Despite difficulties in meeting the country’s energy demands, Egypt has big plans for its oil and gas industry in the coming years. In July, Egypt approved three binding oil and gas agreements for the drilling of multiple exploration wells at a reported value of $319 billion. This includes two projects searching for oil and gas in the Mediterranean Sea and one project to search for oil west of the Gulf of Suez. The North African state has plans to drill 35 exploration wells in total in the next two years, at a projected cost of $1.8 billion. The wells will be drilled by Eni, Chevron, ExxonMobil, Shell and BP.
This month, the government announced plans to expand the Zohr gas field, which will include the drilling of multiple new wells in 2024 and 2025. This comes as part of the government’s strategy to strengthen Egypt’s energy sector. Egypt hopes this expansion will help meet its growing domestic energy needs and is committed to new research and exploration activities.
Egypt’s Minister of Petroleum and Mineral Resources, Tarek El-Molla, highlighted the importance of the partnership between Petrobel, a subsidiary of the Egyptian General Petroleum Corp., and the Italian energy company Eni in Egypt’s oil and gas industry. He emphasised the need to ramp up drilling activities as well as to develop and roll out innovative technologies to improve production rates. Petrobel’s Chairman Khaled Mowafi announced that the company’s production of gas, oil, condensates and butane totalled 93 million barrels of oil equivalent in the past year. Meanwhile, investments in the exploration, development, and operation of gas and oil fields amounted to approximately $737 million.

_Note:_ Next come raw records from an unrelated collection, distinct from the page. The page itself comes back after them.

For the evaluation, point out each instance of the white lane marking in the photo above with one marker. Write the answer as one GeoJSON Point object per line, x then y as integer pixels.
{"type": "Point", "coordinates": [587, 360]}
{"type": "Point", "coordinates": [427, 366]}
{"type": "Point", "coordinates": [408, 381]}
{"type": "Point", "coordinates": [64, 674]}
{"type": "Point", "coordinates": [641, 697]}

While Egypt remains highly dependent on gas imports to meet its growing national energy demand, it expects to develop its domestic resources substantially over the coming decades. The Egyptian General Petroleum Corp and several international oil majors are expected to invest heavily in exploration activities to help boost the country’s oil and gas output to improve energy security, supported by the funding of innovative technologies expected to further drive up production.